Bob Wilson consacra sa vie à l’art, les deux semblant intrinsèquement mêlés : lorsqu’il apprit sa maladie et qu’il ne lui restait plus que quelques mois à vivre, il ne s’est pas retiré paisiblement mais a préféré continuer à travailler, encore, toujours. Il s’est ainsi rendu au Watermill Center, sur Long Island, près de New York, qu’il avait fondé en 1992, sans prendre sa retraite. Il devait même encore mettre en scène Tristan et Isolde de Wagner à Ljubljana en février 2026, et la production aurait dû ensuite être reprise à Bruxelles, Madrid et Wroclaw.

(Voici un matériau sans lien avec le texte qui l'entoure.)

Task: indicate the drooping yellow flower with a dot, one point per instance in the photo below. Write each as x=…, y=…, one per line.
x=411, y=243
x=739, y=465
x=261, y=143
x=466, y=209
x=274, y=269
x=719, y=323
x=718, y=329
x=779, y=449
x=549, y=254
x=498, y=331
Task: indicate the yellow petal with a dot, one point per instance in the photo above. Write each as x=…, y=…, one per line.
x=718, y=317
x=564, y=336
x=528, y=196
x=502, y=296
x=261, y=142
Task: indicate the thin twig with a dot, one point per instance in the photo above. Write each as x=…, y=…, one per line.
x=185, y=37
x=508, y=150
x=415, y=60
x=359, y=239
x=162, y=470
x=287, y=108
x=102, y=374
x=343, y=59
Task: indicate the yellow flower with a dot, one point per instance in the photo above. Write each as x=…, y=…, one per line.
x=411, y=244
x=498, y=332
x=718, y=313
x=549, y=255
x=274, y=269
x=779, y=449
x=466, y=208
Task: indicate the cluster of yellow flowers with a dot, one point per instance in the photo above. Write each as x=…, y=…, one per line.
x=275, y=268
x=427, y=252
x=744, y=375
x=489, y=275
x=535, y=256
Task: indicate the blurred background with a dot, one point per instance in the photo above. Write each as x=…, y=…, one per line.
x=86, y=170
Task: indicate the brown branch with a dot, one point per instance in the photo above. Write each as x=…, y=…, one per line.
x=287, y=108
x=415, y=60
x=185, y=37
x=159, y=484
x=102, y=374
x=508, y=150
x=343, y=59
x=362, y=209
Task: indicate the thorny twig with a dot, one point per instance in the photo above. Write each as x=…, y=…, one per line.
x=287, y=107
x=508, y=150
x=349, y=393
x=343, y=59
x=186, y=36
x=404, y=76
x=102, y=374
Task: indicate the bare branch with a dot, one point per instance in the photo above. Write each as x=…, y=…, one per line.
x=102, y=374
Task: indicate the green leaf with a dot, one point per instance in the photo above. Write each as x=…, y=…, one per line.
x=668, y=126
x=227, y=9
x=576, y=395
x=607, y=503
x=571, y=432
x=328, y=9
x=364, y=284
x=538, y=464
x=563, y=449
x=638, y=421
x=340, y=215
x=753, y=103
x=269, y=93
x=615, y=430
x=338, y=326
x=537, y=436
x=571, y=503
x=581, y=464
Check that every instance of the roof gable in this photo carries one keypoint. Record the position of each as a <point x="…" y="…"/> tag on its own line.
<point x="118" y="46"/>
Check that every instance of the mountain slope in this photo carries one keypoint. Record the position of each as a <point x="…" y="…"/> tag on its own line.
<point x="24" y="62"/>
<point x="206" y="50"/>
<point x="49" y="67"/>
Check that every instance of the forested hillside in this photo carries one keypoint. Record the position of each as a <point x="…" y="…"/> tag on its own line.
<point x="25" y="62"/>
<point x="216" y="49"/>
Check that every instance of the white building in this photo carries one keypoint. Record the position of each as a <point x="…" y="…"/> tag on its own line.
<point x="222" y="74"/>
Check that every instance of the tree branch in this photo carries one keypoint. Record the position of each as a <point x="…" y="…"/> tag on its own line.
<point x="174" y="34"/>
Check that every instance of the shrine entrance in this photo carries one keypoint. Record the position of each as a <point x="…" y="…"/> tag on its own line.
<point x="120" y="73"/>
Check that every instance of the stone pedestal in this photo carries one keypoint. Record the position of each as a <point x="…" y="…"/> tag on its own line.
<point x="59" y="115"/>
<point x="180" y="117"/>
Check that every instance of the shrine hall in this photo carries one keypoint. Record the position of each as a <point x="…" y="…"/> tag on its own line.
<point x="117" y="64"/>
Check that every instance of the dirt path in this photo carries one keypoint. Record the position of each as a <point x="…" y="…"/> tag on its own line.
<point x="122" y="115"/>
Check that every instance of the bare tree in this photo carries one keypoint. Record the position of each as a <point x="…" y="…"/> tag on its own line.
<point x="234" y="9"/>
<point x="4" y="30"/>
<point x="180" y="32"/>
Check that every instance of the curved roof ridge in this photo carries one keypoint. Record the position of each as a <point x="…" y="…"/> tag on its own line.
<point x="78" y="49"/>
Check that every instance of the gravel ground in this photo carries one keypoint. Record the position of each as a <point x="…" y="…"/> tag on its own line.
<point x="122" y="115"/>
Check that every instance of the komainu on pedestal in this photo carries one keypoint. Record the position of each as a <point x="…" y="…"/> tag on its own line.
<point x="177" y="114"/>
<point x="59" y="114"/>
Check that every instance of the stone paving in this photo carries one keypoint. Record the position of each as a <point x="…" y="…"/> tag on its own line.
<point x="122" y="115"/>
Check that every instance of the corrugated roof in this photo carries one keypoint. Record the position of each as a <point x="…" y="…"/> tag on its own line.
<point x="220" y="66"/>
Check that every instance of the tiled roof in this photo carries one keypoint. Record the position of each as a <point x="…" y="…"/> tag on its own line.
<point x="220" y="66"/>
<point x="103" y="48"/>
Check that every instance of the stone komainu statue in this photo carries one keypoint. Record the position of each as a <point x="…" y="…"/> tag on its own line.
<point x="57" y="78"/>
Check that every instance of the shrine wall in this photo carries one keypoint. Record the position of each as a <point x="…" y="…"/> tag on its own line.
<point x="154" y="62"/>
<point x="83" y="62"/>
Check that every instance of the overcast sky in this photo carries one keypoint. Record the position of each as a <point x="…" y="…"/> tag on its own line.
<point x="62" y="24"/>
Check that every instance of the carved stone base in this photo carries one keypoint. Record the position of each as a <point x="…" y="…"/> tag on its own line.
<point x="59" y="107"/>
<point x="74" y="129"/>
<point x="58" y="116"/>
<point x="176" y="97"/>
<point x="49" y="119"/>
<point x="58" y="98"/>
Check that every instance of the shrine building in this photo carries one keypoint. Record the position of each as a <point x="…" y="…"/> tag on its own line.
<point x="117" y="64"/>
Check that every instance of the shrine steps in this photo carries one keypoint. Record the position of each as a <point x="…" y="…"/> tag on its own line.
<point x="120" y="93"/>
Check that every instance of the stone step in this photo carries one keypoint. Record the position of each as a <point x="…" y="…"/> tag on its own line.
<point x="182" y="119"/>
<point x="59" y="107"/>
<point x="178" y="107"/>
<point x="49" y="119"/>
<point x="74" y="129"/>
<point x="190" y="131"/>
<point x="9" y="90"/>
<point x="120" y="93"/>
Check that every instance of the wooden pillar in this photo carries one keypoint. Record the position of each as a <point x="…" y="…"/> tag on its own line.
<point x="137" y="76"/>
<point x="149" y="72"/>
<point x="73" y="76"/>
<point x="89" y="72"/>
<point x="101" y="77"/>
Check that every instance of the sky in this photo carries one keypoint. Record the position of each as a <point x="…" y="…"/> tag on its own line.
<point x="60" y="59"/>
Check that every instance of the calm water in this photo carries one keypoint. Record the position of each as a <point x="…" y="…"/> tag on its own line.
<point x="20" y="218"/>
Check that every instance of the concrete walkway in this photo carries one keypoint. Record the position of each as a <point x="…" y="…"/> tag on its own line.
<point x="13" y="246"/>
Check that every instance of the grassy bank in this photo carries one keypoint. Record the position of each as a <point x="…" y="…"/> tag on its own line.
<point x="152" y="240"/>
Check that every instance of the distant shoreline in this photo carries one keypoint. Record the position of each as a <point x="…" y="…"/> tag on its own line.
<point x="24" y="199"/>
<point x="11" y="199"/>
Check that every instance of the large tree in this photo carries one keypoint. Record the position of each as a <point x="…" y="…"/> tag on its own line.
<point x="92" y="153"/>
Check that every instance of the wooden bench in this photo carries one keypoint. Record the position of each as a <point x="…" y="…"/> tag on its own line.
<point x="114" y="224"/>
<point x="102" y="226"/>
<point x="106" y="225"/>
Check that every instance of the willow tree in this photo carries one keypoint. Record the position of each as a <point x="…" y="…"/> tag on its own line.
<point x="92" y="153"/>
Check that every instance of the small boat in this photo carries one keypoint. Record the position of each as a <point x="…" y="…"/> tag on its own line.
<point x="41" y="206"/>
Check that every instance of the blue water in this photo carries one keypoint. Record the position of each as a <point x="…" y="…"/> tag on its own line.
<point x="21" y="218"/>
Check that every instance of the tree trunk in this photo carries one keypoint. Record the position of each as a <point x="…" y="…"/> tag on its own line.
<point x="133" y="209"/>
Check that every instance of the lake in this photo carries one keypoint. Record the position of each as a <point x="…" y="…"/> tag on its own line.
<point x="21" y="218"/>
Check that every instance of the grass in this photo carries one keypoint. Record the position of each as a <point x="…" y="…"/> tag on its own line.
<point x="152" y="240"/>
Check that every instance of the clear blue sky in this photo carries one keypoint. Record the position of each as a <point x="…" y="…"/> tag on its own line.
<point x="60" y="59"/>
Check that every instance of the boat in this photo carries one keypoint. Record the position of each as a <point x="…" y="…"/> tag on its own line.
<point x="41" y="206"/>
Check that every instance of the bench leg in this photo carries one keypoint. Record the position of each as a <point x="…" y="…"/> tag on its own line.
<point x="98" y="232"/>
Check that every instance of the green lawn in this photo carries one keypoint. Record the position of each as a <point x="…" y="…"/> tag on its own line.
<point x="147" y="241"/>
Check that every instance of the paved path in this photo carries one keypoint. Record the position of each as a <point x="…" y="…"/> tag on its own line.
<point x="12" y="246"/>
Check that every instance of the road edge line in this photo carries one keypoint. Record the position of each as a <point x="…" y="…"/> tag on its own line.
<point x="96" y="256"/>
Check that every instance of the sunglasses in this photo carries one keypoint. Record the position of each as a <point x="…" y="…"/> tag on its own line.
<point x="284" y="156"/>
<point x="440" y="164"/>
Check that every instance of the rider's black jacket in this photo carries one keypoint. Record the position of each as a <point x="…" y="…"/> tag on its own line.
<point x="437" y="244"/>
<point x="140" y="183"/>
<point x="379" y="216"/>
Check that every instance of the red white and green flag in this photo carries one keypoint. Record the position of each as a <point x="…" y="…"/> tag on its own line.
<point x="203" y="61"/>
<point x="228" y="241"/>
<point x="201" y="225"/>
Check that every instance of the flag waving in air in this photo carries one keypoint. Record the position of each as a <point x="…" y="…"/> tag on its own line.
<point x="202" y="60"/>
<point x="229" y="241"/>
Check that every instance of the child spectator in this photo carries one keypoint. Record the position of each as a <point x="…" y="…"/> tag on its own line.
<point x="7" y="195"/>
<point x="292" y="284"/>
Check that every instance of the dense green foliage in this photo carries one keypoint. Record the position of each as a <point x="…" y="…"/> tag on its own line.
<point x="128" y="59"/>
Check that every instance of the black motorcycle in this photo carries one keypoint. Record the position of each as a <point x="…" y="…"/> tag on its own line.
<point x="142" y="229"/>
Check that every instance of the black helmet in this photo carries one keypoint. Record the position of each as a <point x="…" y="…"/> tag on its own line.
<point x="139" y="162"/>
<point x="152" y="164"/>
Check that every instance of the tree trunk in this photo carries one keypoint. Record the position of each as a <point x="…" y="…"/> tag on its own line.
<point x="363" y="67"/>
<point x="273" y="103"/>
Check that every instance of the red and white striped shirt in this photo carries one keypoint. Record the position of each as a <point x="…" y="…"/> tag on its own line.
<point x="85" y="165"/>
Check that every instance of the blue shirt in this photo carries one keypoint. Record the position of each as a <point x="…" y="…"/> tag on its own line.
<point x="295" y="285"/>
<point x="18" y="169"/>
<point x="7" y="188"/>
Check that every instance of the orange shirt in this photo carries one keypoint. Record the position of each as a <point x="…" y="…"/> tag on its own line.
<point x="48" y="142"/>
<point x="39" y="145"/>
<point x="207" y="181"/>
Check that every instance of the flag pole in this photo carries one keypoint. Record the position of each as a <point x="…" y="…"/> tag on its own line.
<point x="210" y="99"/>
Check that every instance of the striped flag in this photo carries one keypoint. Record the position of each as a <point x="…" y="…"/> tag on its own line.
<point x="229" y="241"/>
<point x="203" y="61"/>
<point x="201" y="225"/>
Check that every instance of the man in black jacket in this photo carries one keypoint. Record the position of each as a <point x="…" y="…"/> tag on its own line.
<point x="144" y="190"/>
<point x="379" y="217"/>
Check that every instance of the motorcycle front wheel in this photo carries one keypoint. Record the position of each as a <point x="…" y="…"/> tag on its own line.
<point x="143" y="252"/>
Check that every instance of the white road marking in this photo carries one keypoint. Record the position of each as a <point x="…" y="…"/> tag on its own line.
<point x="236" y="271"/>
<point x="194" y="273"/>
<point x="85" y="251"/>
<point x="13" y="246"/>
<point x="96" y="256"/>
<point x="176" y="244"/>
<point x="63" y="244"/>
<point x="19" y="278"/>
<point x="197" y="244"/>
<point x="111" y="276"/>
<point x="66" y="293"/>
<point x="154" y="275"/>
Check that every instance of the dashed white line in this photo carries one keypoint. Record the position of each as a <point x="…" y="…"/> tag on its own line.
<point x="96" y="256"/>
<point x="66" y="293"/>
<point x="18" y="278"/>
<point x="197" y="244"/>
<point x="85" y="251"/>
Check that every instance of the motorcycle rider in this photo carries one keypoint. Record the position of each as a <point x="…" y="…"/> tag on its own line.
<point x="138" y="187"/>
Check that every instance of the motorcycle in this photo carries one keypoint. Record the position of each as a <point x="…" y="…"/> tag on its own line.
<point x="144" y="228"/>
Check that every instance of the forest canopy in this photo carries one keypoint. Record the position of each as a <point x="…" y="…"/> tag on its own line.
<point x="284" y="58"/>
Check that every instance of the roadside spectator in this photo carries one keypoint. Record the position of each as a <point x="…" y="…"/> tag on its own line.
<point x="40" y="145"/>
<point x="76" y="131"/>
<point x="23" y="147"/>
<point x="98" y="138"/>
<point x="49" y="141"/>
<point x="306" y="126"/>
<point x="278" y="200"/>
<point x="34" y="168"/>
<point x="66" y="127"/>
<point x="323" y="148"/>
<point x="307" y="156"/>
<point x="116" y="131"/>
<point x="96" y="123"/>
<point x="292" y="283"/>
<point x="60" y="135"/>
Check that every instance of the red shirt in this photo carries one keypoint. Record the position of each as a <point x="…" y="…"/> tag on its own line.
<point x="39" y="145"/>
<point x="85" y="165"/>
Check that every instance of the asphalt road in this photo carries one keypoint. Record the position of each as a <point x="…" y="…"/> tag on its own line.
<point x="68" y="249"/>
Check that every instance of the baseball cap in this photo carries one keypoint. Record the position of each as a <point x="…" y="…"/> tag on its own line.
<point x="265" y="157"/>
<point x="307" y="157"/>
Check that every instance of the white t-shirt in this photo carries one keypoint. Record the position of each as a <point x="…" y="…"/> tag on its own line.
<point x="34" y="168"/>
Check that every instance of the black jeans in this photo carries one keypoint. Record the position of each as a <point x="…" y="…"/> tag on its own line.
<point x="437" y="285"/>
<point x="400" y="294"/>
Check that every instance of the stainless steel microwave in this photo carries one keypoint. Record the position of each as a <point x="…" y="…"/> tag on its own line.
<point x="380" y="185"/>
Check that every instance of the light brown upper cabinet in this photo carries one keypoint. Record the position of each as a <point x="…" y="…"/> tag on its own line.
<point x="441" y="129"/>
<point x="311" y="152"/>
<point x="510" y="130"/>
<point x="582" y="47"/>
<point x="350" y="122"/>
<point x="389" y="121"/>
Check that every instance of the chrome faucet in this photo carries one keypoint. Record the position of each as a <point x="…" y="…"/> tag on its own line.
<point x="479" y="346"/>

Artiste sans égal, « il a bouleversé l’art de la scène. On ne regarde plus après Bob Wilson comme on regardait avant » selon les mots de Jack Lang, qui avait fait découvrir le metteur en scène au festival de Nancy en avril 1971, avec Le Regard du sourd.
A 83 ans, Bob Wilson cumulait non seulement bien des « casquettes » mais aussi de nombreux prix, dont le dernier remonte à 2023 : le prix Praemium Imperiale (un prix attribué depuis 1989 par la famille impériale du Japon au nom de l'Association japonaise des beaux-arts).
Il laisse derrière lui un héritage artistique immense et un véritable vide dans le paysage des arts de la scène.